El rey. Sus insinuaciones sobre lo que habían hecho las otras chicas, su forma de alabar los méritos de las otras había hecho que me sintiera poca cosa. Y a aquello se sumaban mis meteduras de pata con Maxon durante la semana. Desde luego, lo único en el mundo que podría habernos unido era la Selección, pero, aun así, parecía que, cuanto más avanzaba, menos segura me sentía.
—Me dijiste que no confiabas en mí —dije—. El otro día te divertiste humillándome, y ayer básicamente dijiste que te avergonzaba. Y, apenas hace unas horas, cuando te han sugerido que te casaras conmigo, te has puesto hecho una furia. Perdóname si ahora mismo no me siento tan segura de nuestra relación.
—Te olvidas de que esto es algo que no he hecho nunca, America —se defendió, con vehemencia pero sin rabia—. Tú tienes a alguien con quien compararme. Yo ni siquiera sé cómo es una relación típica, y solo voy a tener una oportunidad. Tú al menos has tenido dos. Es inevitable que cometa errores.
—A mí los errores no me importan —repliqué—. Me importa la incertidumbre. La mitad del tiempo no sé siquiera en qué punto estamos.
Calló por un momento. Me di cuenta de que había dado en la diana. Habíamos dado a entender muchas cosas, pero no podíamos seguir así mucho tiempo. Aunque acabáramos juntos, aquellos momentos de inseguridad serían algo que siempre nos perseguiría.
—Estamos siempre igual. —Suspiré, agotada de aquel juego—. Nos acercamos el uno al otro, pero de pronto pasa algo y nos distanciamos, y no parece que acabes de decidirte. Si me quieres tanto como siempre has dicho, ¿por qué seguimos con esto?
Aunque le había acusado de no quererme en absoluto, su frustración se convirtió en tristeza al momento:
—Porque la mitad del tiempo estaba convencido de que querías a otra persona, y la otra mitad he dudado de que pudieras llegar a quererme —respondió.
Me sentí fatal.
—¡Como si yo no hubiera tenido motivos para dudar! ¡Has tratado a Kriss como si fuera lo mejor del mundo, y luego te pillo con Celeste…!

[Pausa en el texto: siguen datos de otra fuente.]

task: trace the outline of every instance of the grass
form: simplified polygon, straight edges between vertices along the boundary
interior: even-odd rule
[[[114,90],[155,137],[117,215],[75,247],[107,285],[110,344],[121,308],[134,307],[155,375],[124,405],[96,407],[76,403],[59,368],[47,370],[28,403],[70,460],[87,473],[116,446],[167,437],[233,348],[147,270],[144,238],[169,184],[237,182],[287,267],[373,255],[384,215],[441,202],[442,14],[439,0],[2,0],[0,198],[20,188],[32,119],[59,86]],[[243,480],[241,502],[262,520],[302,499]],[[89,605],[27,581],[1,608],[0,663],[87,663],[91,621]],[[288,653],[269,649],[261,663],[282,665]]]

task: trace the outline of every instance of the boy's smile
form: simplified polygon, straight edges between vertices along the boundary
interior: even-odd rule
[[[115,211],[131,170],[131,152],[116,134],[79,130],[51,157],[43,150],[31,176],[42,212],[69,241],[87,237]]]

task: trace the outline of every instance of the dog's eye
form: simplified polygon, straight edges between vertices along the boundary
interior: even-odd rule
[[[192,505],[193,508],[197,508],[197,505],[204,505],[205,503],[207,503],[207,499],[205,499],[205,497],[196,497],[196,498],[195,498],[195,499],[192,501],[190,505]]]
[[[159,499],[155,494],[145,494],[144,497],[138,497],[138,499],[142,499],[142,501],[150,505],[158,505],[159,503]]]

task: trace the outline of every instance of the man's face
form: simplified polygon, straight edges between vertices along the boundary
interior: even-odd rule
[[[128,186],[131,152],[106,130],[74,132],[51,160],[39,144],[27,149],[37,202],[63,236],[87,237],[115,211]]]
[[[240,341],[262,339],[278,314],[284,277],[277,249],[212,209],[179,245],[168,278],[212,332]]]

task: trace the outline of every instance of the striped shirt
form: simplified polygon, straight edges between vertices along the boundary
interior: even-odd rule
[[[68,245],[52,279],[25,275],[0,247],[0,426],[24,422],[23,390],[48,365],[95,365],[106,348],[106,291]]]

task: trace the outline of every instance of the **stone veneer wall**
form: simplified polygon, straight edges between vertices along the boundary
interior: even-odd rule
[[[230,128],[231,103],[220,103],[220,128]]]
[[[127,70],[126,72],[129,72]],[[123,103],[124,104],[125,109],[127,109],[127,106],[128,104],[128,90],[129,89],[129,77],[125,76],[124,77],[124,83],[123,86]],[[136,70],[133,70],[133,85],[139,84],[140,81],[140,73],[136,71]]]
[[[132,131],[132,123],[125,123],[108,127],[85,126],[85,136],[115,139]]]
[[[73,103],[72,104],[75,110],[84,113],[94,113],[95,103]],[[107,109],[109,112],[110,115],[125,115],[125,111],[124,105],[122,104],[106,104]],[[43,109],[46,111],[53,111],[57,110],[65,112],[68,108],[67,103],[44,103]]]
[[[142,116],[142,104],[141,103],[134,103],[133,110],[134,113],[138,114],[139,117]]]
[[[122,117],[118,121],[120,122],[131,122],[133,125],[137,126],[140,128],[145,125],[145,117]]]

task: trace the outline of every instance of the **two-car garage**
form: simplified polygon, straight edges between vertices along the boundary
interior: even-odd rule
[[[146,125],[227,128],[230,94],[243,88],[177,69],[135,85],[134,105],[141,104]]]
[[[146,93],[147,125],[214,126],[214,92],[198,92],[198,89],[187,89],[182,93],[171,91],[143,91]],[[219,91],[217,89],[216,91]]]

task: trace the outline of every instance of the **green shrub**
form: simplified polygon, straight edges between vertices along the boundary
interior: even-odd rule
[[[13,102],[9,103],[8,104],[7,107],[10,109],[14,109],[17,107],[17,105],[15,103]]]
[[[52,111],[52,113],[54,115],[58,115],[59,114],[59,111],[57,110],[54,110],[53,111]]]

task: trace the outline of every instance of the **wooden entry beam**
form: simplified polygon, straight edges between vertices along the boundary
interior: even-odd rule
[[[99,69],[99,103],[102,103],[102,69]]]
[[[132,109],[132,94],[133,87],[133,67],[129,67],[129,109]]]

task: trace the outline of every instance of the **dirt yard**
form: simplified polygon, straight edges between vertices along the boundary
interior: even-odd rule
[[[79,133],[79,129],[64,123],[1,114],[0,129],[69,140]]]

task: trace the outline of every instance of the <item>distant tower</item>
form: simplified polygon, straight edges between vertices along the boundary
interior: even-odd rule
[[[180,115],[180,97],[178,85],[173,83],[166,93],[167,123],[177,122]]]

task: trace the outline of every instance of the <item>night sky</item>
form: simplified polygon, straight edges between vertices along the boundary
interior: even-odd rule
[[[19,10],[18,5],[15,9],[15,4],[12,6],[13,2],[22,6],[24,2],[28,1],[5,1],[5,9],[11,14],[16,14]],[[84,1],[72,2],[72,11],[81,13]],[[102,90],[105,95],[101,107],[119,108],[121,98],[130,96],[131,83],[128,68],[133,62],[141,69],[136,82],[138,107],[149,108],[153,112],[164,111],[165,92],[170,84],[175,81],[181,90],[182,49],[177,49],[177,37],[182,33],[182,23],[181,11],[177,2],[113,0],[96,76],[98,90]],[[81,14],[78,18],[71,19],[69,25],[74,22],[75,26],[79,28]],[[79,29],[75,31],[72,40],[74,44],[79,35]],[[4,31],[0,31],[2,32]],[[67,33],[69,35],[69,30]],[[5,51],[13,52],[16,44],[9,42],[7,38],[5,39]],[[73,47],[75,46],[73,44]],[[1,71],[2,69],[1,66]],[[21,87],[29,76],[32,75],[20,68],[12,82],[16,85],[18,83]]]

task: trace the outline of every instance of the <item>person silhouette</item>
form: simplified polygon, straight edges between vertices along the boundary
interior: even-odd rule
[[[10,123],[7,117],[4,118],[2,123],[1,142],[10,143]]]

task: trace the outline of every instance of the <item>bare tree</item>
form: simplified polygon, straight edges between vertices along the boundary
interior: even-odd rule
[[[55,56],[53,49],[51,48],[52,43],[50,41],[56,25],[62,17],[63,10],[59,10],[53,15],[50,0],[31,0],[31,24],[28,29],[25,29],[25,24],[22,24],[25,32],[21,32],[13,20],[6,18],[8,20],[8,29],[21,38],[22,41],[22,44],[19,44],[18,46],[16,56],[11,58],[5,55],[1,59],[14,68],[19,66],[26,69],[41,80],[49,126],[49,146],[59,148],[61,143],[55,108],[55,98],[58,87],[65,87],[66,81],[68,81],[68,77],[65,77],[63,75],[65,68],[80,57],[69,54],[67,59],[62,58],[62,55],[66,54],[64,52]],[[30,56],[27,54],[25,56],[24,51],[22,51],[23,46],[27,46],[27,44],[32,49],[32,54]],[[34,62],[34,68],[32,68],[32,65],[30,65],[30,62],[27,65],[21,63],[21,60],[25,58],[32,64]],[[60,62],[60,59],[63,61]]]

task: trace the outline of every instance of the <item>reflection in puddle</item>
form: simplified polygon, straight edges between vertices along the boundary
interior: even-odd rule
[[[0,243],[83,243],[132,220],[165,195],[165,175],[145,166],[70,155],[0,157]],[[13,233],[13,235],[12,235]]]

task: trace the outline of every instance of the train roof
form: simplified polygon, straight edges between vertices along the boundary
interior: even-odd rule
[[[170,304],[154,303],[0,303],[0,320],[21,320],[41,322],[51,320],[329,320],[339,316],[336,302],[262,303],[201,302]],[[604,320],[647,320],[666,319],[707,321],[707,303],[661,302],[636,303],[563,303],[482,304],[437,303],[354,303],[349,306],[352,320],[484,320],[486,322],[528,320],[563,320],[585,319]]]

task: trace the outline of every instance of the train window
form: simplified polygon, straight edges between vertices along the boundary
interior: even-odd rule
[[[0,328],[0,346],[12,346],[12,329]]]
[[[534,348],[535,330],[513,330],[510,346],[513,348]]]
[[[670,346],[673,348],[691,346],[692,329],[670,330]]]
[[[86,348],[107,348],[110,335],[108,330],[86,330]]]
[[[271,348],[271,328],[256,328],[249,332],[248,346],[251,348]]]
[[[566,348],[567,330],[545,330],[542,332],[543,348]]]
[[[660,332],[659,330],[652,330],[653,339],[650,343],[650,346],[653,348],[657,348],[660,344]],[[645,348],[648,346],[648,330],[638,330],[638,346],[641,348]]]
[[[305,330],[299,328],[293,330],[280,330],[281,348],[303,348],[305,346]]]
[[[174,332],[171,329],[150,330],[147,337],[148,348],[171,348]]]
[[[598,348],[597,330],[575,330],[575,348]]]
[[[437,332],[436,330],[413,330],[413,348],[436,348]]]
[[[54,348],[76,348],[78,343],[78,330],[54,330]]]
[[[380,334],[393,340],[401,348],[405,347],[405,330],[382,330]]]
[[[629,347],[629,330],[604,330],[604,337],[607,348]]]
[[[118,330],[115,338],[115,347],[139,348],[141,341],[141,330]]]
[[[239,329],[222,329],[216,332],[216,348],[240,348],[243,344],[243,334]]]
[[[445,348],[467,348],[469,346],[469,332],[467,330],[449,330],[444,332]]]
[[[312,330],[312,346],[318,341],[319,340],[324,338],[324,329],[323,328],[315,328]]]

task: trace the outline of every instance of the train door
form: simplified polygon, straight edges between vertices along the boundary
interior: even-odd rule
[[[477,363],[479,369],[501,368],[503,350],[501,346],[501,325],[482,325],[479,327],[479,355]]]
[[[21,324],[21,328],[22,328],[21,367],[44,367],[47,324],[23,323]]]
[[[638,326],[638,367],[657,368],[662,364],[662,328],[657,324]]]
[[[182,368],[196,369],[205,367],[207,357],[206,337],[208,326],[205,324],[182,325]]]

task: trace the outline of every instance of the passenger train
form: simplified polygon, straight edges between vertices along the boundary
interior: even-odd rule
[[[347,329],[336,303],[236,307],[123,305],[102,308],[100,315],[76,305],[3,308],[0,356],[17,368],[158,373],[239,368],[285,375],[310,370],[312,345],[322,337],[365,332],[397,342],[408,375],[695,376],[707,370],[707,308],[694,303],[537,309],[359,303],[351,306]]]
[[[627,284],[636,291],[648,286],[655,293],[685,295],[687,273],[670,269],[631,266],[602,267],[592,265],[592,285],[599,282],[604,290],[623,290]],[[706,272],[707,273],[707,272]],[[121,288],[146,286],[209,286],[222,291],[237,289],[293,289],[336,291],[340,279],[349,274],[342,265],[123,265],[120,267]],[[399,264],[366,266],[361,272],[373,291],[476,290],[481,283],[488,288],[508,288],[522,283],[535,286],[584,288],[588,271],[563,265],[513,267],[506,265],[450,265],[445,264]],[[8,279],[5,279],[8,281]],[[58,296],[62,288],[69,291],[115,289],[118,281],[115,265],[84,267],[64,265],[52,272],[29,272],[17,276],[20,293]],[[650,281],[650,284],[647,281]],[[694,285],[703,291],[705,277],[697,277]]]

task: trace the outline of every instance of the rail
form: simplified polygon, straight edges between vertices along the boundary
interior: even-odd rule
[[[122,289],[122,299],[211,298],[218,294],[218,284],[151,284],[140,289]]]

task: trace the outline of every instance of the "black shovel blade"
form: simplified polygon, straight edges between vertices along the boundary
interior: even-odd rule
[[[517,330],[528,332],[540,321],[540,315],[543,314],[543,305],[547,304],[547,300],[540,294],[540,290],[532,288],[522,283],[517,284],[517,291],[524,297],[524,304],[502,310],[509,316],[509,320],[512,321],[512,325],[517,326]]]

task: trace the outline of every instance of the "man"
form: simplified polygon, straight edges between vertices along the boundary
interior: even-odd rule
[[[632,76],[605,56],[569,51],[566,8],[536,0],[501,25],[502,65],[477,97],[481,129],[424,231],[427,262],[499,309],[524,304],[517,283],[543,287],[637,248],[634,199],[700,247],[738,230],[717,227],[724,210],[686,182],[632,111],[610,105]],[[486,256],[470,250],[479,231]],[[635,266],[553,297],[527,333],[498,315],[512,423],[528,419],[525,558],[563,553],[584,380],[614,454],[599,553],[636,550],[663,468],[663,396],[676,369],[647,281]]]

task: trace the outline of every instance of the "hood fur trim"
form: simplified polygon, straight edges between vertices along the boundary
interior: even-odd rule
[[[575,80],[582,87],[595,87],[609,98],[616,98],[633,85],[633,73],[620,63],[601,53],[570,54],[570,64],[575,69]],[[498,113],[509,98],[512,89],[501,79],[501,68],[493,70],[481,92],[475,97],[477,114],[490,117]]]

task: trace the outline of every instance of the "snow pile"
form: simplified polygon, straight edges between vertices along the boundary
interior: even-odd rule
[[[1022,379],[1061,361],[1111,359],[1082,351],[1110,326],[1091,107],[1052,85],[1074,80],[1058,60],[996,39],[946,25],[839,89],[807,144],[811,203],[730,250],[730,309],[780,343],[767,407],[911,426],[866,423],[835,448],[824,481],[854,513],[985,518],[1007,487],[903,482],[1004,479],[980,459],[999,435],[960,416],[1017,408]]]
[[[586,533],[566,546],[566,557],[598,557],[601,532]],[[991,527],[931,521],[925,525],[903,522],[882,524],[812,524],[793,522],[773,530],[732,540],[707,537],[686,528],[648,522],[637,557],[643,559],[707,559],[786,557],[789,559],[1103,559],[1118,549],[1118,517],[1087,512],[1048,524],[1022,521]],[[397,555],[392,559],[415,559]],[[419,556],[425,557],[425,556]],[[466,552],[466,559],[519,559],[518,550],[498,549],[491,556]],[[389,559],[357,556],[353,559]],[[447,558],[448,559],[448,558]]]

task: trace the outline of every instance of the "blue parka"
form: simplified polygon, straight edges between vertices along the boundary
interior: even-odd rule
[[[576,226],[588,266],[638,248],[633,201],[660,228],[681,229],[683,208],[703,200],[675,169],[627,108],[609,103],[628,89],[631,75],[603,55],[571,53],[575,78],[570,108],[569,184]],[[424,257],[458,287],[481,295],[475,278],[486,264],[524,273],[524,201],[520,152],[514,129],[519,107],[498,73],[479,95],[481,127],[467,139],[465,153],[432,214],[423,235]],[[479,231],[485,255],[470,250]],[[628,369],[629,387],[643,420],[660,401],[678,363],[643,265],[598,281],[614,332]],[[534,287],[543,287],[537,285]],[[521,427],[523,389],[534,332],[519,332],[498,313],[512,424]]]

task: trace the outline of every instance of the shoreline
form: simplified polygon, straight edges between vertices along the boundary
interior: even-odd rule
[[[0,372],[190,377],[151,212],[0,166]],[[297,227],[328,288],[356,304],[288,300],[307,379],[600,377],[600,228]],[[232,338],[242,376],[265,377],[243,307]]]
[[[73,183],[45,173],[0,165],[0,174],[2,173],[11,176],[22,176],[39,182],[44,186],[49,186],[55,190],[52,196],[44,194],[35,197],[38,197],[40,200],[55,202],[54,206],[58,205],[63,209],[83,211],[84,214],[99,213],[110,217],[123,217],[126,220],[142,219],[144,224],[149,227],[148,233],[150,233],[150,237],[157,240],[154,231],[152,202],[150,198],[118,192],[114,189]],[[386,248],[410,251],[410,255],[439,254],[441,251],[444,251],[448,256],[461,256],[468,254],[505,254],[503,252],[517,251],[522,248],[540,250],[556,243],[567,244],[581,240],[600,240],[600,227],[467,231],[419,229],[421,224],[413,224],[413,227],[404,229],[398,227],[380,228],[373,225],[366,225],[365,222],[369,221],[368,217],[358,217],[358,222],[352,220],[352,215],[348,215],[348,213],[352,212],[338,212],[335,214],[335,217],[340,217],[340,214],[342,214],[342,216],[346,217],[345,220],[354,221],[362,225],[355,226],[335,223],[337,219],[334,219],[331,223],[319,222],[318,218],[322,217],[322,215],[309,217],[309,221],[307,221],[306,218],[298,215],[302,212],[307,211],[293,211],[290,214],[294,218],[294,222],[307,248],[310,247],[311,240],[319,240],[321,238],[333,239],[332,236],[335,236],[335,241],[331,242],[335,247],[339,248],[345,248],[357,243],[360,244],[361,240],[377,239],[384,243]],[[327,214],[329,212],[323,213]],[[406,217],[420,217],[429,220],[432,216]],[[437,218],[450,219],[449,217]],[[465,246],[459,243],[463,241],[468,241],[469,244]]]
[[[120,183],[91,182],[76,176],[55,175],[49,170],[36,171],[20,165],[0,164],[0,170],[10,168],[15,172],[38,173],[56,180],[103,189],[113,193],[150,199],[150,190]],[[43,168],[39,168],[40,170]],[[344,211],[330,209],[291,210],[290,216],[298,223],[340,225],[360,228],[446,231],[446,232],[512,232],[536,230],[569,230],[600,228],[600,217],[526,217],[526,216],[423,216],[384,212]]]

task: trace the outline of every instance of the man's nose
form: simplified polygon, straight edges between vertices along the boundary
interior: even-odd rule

—Eso ya te lo he explicado.
—Sí, pero, aun así, me duele.
—Bueno, a mí me duele ver lo rápido que has tirado la toalla. ¿A qué venía eso?
De pronto me quedé en silencio.
—¿Eso qué significa?
Me encogí de hombros.
—Aquí hay otras tres chicas. Si tan preocupado estás de no errar el tiro, puede que prefieras no jugártela conmigo y asegurar la jugada.
Me alejé de allí, enfadada con Maxon por hacerme sentir así… y furiosa conmigo misma por empeorar aún más las cosas.